New Delhi, Feb 23 (): India has prepared an evacuation plan for Indians in Libya through the sea route. With BP the largest player in Libya tying up with Reliance India for a $7.2 million deal there are indications that with the current unrest the deal might go up to $20 million dollar. In her latest tweet, Foreign Secretary Nirupama Rao indicated that India was still waiting for permission to land its aircraft and ships. “Just spoke to our Ambassador in Tripoli. She awaits clearance for landing of our aircraft and for our ships. One ship is arriving Egypt today. From Egypt access to eastern coast of Libya is relatively quick and less difficult,” she posted.

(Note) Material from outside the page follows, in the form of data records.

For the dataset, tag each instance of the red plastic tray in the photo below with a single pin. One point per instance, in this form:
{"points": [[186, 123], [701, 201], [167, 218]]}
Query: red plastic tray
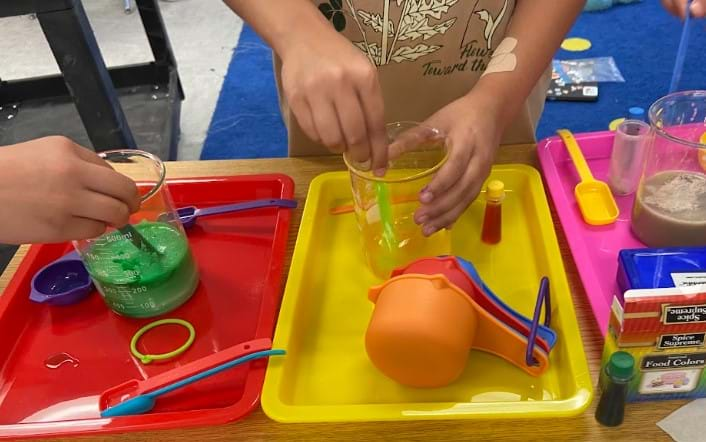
{"points": [[240, 258]]}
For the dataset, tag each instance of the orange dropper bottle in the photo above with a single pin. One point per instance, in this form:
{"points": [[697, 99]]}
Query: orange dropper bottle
{"points": [[492, 221]]}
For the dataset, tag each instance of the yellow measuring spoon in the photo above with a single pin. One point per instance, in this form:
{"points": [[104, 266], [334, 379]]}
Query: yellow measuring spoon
{"points": [[595, 200]]}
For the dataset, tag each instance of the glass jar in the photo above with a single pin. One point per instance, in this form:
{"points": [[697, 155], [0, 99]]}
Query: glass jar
{"points": [[385, 206], [145, 268], [670, 204]]}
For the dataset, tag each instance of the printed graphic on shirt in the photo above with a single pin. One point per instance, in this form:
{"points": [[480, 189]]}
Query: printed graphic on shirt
{"points": [[402, 31]]}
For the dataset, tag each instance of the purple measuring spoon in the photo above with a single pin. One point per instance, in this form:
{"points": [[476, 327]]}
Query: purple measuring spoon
{"points": [[61, 282], [187, 215], [66, 280]]}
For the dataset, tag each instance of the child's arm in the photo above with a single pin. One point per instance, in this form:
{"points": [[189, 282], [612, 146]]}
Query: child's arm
{"points": [[53, 190], [475, 123], [678, 7], [330, 86]]}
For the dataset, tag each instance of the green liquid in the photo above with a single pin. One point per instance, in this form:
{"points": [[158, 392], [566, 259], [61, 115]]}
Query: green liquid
{"points": [[140, 284]]}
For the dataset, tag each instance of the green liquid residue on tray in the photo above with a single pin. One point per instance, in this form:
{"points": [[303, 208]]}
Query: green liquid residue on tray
{"points": [[138, 283]]}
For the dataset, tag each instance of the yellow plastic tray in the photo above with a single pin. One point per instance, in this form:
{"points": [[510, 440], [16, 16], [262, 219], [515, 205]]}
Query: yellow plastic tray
{"points": [[326, 375]]}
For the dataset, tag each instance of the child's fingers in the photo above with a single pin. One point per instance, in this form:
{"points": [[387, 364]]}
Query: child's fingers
{"points": [[350, 115], [102, 208], [112, 184], [444, 210], [326, 122], [670, 6], [680, 6], [450, 173], [373, 105], [411, 140], [303, 113], [83, 228]]}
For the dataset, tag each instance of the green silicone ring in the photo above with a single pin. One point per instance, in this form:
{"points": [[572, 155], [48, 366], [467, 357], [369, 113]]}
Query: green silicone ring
{"points": [[146, 359]]}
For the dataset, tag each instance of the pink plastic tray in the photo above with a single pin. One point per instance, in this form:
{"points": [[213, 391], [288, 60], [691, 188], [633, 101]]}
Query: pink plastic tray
{"points": [[594, 248]]}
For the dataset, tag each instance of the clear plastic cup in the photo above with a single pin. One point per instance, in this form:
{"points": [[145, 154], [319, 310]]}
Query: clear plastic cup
{"points": [[146, 268], [628, 156], [670, 204], [385, 206]]}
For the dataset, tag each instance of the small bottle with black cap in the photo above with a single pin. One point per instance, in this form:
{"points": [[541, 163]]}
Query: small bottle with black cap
{"points": [[618, 373]]}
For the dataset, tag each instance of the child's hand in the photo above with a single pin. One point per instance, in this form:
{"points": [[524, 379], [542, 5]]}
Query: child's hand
{"points": [[473, 135], [678, 7], [53, 190], [333, 90]]}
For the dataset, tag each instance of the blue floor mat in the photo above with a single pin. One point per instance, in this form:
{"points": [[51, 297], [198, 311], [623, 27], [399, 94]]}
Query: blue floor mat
{"points": [[641, 37]]}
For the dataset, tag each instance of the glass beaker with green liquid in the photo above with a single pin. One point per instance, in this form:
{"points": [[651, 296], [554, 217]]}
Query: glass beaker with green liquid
{"points": [[385, 206], [144, 269]]}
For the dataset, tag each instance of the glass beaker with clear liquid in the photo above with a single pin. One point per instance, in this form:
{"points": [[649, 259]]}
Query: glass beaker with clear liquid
{"points": [[670, 204], [144, 269], [385, 206]]}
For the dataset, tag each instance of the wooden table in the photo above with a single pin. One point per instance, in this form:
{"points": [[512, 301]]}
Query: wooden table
{"points": [[640, 421]]}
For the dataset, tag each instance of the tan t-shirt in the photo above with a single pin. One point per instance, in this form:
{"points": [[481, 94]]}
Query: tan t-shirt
{"points": [[435, 52]]}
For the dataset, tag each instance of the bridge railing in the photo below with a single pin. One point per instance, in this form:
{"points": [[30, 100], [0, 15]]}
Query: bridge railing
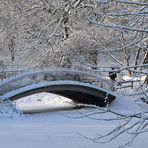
{"points": [[43, 75]]}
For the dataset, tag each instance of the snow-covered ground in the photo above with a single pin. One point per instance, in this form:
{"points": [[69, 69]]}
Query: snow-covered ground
{"points": [[57, 130]]}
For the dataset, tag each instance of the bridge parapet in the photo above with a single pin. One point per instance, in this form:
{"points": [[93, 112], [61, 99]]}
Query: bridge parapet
{"points": [[45, 75]]}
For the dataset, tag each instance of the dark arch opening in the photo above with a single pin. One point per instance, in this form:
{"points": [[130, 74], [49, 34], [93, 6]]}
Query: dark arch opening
{"points": [[77, 93]]}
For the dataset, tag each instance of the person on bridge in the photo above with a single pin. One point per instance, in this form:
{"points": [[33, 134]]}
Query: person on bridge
{"points": [[112, 74]]}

More ships may be commissioned to pick up Indians from Tripoli and Benghazi and drop them to Alexandria in Egypt, from where they will be flown back on special planes. Air India has been asked to keep aircraft ready for flights to Alexandria. The Ministry of External Affairs (MEA) has clarified that Indians in Libya have not been asked to pay for evacuation.
The Indian government is also studying the feasibility of driving citizens from Benghazi to Alexandria.
Reliance India Ltd’s $7.2 billion deal (might go up to $20 billion) with oil and gas major BP ,was announced on the same day when BP stopped its operations in Libya.
BP is the largest player in Libya’s oil exploration and production and the Libyan reserves add up to almost three per cent of global oil and gas reserves. BP has major stakes in Libya and might have to evacuate its employees from Libya to protect them.
BP’s investments in the RIL blocks in India is therefore a major balancing factor for the company, especially as it said on Monday that the Indian blocks have reserves equivalent to the premium North Sea reserves.